Herbie Mann chronology
| The Family of Mann (1961) | Herbie Mann at the Village Gate (1961) | Herbie Mann Returns to the Village Gate (1961) |

= Herbie Mann at the Village Gate =

Herbie Mann at the Village Gate is a 1961 live album by jazz flutist Herbie Mann which was his third album for Atlantic Records, the main label for much of his career. The album was recorded at legendary club The Village Gate.

Professional ratings
Review scores
| Source | Rating |
| Down Beat |  |
| The Rolling Stone Jazz Record Guide |  |
| AllMusic |  |
| The Penguin Guide to Jazz Recordings |  |

==Reception==
AllMusic awarded the album 4½ stars with its review stating "At the Village Gate is the album that first brought Herbie Mann to widespread popular attention, thanks to the inclusion of "Comin' Home Baby," which soon became one of the flautist's signature songs. By the time of the record's release in 1962, however, Mann had already been a bandleader for years, honing his pioneering blend of Afro-Cuban and Brazilian music with hard bop's funky structures just under the public radar.

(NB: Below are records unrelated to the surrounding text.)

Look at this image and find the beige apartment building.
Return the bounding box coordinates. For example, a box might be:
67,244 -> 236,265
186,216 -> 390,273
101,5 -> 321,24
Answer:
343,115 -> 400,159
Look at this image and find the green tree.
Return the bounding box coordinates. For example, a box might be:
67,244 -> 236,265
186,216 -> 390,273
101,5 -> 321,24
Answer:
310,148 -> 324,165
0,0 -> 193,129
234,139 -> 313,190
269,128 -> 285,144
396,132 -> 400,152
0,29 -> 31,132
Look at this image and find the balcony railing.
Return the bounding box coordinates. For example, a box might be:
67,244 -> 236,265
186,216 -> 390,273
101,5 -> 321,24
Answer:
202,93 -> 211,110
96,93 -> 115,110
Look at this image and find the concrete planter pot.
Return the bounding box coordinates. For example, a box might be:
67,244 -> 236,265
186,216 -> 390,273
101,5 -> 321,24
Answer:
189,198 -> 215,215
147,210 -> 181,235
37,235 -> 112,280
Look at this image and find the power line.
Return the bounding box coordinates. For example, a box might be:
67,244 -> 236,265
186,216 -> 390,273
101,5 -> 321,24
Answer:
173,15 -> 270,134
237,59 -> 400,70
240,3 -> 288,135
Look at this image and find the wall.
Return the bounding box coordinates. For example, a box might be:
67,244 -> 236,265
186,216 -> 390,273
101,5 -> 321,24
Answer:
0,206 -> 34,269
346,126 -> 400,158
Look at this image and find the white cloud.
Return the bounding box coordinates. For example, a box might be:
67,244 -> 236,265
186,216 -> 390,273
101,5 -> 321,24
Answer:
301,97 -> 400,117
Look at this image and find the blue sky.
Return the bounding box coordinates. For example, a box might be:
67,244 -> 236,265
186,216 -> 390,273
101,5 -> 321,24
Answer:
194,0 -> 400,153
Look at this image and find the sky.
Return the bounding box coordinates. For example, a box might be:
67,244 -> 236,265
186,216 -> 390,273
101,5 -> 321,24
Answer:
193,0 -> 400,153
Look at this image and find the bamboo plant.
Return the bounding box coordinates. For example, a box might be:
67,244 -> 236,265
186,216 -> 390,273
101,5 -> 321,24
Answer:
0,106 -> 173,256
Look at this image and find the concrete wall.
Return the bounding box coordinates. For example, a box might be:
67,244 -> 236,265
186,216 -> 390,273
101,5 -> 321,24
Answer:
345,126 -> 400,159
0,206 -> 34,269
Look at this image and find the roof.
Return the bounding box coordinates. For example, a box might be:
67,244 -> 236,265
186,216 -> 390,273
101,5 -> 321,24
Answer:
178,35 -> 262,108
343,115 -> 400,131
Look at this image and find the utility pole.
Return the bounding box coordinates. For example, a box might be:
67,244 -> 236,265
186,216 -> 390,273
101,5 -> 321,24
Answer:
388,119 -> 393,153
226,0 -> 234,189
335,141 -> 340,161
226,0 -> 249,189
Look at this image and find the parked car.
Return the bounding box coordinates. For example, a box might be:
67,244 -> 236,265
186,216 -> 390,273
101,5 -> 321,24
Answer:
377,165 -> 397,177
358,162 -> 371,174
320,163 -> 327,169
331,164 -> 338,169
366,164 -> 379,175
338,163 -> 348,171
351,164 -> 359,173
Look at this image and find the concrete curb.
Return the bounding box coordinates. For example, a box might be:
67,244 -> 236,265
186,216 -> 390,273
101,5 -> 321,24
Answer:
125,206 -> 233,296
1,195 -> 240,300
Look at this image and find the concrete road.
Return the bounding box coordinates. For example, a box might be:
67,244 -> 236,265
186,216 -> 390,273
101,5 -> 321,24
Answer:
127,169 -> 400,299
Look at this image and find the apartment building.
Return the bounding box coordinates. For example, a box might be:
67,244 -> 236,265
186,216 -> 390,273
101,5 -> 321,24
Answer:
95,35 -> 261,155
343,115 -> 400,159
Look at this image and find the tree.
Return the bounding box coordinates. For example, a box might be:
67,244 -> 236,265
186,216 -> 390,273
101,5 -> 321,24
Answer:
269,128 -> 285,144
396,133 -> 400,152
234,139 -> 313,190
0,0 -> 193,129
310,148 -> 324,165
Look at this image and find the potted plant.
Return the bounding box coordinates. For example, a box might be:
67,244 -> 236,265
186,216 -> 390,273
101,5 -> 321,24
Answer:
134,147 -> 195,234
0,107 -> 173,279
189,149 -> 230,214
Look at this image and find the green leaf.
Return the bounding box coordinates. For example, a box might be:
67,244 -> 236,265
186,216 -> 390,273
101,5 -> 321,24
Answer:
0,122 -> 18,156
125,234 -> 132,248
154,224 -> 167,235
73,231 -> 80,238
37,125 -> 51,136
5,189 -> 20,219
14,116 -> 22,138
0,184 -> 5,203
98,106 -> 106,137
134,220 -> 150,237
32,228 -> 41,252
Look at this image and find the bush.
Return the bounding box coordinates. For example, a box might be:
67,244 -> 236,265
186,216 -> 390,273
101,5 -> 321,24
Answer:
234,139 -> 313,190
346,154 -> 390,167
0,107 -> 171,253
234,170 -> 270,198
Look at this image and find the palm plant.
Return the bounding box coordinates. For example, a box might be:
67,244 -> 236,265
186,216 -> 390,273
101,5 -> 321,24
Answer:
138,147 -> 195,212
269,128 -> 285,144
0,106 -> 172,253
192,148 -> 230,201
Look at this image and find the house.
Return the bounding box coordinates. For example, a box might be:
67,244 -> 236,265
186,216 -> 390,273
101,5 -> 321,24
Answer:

As a result, At the Village Gate sounds more like a summation than a beginning".

==Track listing==

===Side One===
1. "Comin' Home, Baby" (Ben Tucker) (8:37)
2. "Summertime" (DuBose Heyward, Ira Gershwin, and George Gershwin) (10:18)

===Side Two===
1. "It Ain't Necessarily So" (George and Ira Gershwin) (19:55)

==Personnel==
- Herbie Mann - flute
- Hagood Hardy - vibraharp
- Ahmed Abdul-Malik - bass
- Rudy Collins - drums
- Ray Mantilla - conga and percussion
- Chief Bey - African drum and percussion
- Ben Tucker - additional bass (and solo) on "Comin' Home, Baby"
- Willis Conover - liner notes

==Charting==
The album peaked at 30 on The Billboard 200.